Crónica "El Día en que Estoy Vivo" - Guía del Orgullo 2022
Jess Márquez Gaspar esperando días antes de ser operado en diciembre 2020. Crédito: Jess Márquez Gaspar
Crónica "El Día en que Estoy Vivo"
Publicada en la Guía del Orgullo 2022
Por Jess Márquez Gaspar
El 19 de diciembre del 2020 abrí los ojos y vi que estaba en
una habitación de hospital que no reconocí de inmediato. Cuando lo hice, las
lágrimas empezaron a brotar, cascada, Santo Ángel, cayendo sobre mi pecho y
mojando mi ropa de hospital público. Mi miedo a la muerte se mezclaba con el
que me atormentaba hasta dispararme la ansiedad: que los otros pacientes
supieran sobre mi identidad de género y mi orientación sexual.
Poco a poco fui recuperando la consciencia y, aunque
prácticamente no podía moverme, no me importó. El sol entraba por la ventana, el
viento movía las sábanas de la cama de mi compañero de habitación, los ruidos
del pabellón se colaban desde el pasillo y yo, ¡bendito sea! estaba vivo.
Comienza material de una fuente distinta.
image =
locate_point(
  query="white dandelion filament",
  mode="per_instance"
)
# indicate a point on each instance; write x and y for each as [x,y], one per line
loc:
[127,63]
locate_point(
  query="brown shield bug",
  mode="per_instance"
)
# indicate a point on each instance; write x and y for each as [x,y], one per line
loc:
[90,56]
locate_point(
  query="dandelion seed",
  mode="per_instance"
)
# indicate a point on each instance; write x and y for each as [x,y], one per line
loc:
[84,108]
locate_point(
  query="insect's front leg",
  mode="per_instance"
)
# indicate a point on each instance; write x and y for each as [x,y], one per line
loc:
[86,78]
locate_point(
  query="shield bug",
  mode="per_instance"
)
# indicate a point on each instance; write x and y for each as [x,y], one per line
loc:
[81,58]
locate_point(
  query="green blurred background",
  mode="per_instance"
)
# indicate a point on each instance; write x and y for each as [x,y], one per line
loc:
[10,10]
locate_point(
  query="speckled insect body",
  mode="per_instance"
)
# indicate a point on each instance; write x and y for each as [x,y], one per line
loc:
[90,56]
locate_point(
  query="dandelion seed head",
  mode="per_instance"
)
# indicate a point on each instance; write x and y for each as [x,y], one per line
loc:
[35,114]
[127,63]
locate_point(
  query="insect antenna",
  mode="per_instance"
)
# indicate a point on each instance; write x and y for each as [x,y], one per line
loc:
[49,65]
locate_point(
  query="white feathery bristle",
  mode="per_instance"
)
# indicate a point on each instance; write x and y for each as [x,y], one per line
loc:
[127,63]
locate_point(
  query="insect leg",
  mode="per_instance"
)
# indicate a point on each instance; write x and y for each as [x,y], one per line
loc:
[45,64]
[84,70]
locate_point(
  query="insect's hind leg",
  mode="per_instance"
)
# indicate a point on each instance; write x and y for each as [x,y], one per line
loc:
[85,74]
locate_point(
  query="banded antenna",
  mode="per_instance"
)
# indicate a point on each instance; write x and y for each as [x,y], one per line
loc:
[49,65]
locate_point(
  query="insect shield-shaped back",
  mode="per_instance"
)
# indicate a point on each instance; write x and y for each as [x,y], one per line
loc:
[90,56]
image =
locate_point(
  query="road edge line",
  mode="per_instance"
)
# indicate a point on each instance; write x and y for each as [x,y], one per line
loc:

48 horas antes me despertaron a las 4:00 am. La verdad es que
yo no había dormido. Sólo estaba acostado en la oscuridad jugando en el celular
y esperando que las horas pasaran, como el equipo del turno nocturno y la luna
sobre los techos del resto de los edificios del centro médico, hasta que
vinieron a prepararme. “Debes estar en ayunas, bañarte. Te darán una ropa
especial pero no puedes tener nada que te cubra los genitales”, lo cual me
aterraba porque no sabía qué pensarían ni cómo reaccionarían todas las
personas: enfermerxs, equipo prequirúrgico y quirúrgico que me verían desnudo a
lo que hay entre mis piernas. Me dijeron también que “no puedes ponerte
desodorante ni colonia ni crema. Te pondrán suero en la vía, y luego te
llevaran a los quirófanos”, me explicó el cirujano, y luego me lo recordó la
jefa de Enfermería del turno de la noche.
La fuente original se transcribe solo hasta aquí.